Reviewing your Homeowner’s Insurance Coverage

by Tom Tousignant

in Blog, Financial Safety, Refinancing

It’s easy to get your Homeowner’s Insurance when you buy a house, and then forget about it.  The following is a guest article from Nico Iannelli with Medallion Insurance Services, on the importance of regular insurance reviews:

It’s Not Just Home Insurance

 The largest purchase most people make is a home.  Surprisingly, given the importance of this purchase and the impact that losing it could have on their lives, many people not only carry inadequate insurance but also rarely, if ever, review their insurance policies.  When you buy home insurance you’re not just protecting your home, you’re protecting your way of life.  An important question to consider when purchasing insurance is, “If I were sued would my existing personal insurance policies provide me with adequate protection?”

 Sure it’s easy to save money on insurance.  Some agents may say it’s simply a matter of omitting optional coverages, reducing liability limits, under-insuring property, increasing deductibles, or reducing the type of perils a person is insured against, just to name a few.   The problem is, when these options are exercised, one may lose the value that was sought when the coverage was initially purchased. 

 So how do you know the “quantity” of insurance purchased is appropriate to the cost?  To paraphrase a well-known saying, a good agent knows the client; a great agent knows the coverages.  No two home or homeowners are exactly the same.  Everyday someone suffers a loss and discovers his/her insurance protection is outdated.  But then it’s too late.  An important part of an agent’s job is to help clients prevent a loss and get the greatest value for their insurance dollars.  Your insurance agent should try to eliminate costly overlaps, bring your insurance up to date, and provide a full line of quality products to meet all of your personal and business insurance needs.  It won’t cost you a cent to have your insurance reviewed, but it could cost you money if you don’t.

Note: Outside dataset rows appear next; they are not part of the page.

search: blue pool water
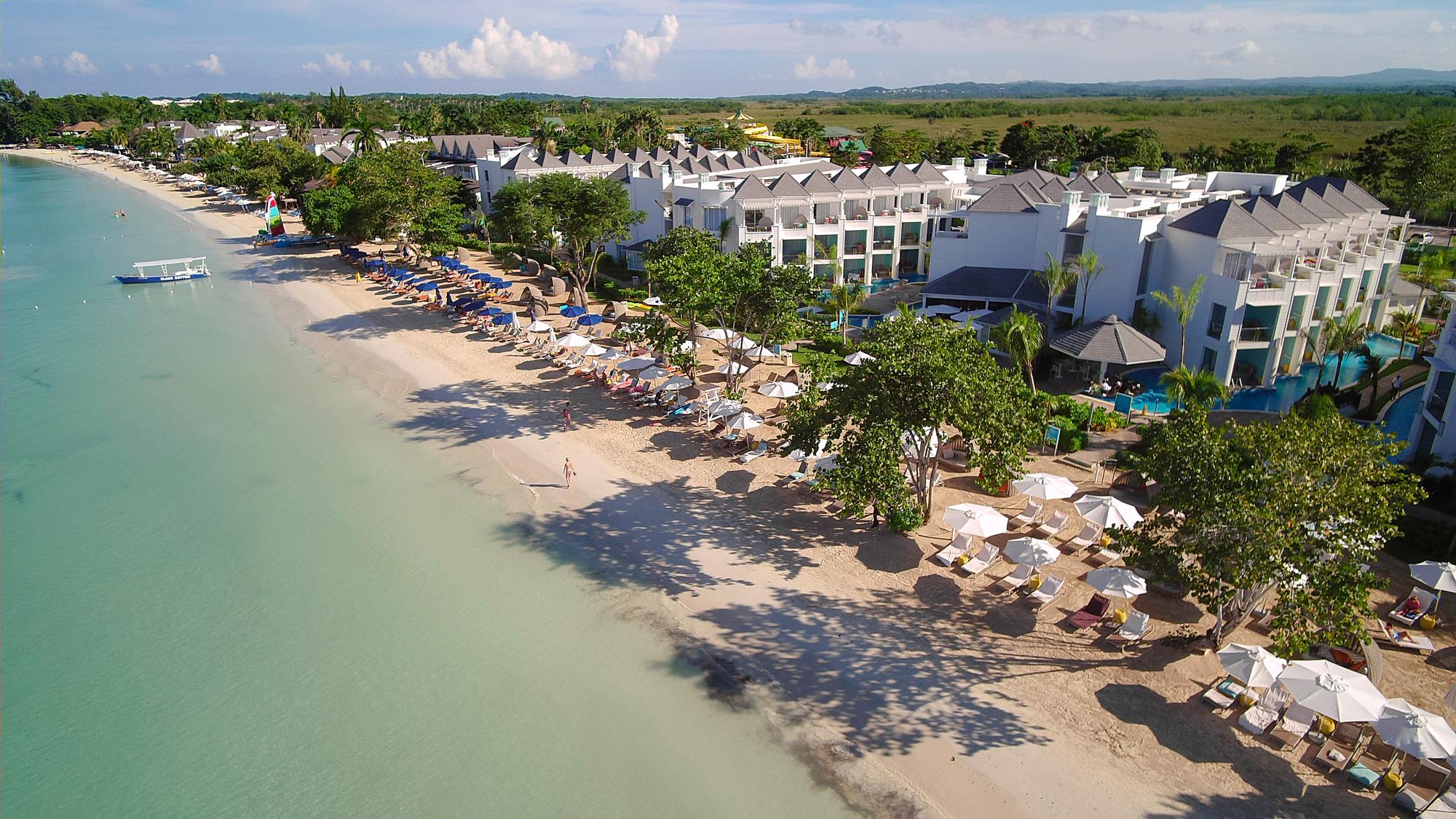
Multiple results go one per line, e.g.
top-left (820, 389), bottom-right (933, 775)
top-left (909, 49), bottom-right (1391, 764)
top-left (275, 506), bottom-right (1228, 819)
top-left (1123, 333), bottom-right (1415, 414)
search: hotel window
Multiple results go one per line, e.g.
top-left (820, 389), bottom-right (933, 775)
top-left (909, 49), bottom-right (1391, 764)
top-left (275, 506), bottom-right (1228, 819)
top-left (1208, 304), bottom-right (1229, 338)
top-left (703, 207), bottom-right (728, 233)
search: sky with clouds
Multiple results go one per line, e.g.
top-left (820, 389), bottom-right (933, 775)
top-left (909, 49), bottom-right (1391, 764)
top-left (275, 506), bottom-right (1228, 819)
top-left (0, 0), bottom-right (1456, 96)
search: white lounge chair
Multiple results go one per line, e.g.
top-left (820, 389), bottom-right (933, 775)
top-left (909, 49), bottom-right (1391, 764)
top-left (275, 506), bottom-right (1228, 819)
top-left (1035, 512), bottom-right (1072, 538)
top-left (994, 563), bottom-right (1035, 592)
top-left (1026, 574), bottom-right (1067, 611)
top-left (1010, 499), bottom-right (1044, 526)
top-left (1107, 611), bottom-right (1147, 649)
top-left (1390, 589), bottom-right (1436, 625)
top-left (961, 544), bottom-right (1000, 577)
top-left (935, 532), bottom-right (973, 566)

 In event of a catastrophe, many homeowners find that their insurance is inadequate.  Either replacement costs have been woefully miscalculated, or in the case of an older home that must be rebuilt, there is either no or insufficient ordinance coverage, so that rebuilding to code must come from the insured’s pocket.  

 If your two-year-old flat screen TV were stolen, would you be fully insured to pay for the cost one?  You might not be, but you can be.  Homeowners policies are occasionally written on an “actual cash value” basis, meaning the amount the insurance company will pay equals the replacement cost of stolen or damaged personal property, minus a deduction for depreciation.  The result is that you will have to make up the difference in cost yourself.

 With Replacement Cost coverage you get:

  • Full cost of replacing the insured items at the time of the loss.
  • Complete cost of repairing or restoring the item at the time of the loss.
  • Up to 400% of the actual cash value at the time of the loss.
  • Any special limits of liability already described in the policy.

 Agents and insurers have not yet begun to educate the public of the importance of adequate insurance coverages, let alone the advantages of earthquake, flood, and ordinance or law coverages.  A prudent agent will periodically review property coverages with clients, taking a careful look at how needs have changed.  For example, the young couple who bought a “starter” home several years ago may have added an addition and swimming pool, purchased a boat, and “his and hers” Rolex watches.  This couple worked hard for the finer things in life and they need to protect their hard work.

If you haven’t reviewed your coverage in more than a year, call your agent, or, call a new agent to get a competing offer.  When you are refinancing your house, make it a point to review your coverage as well.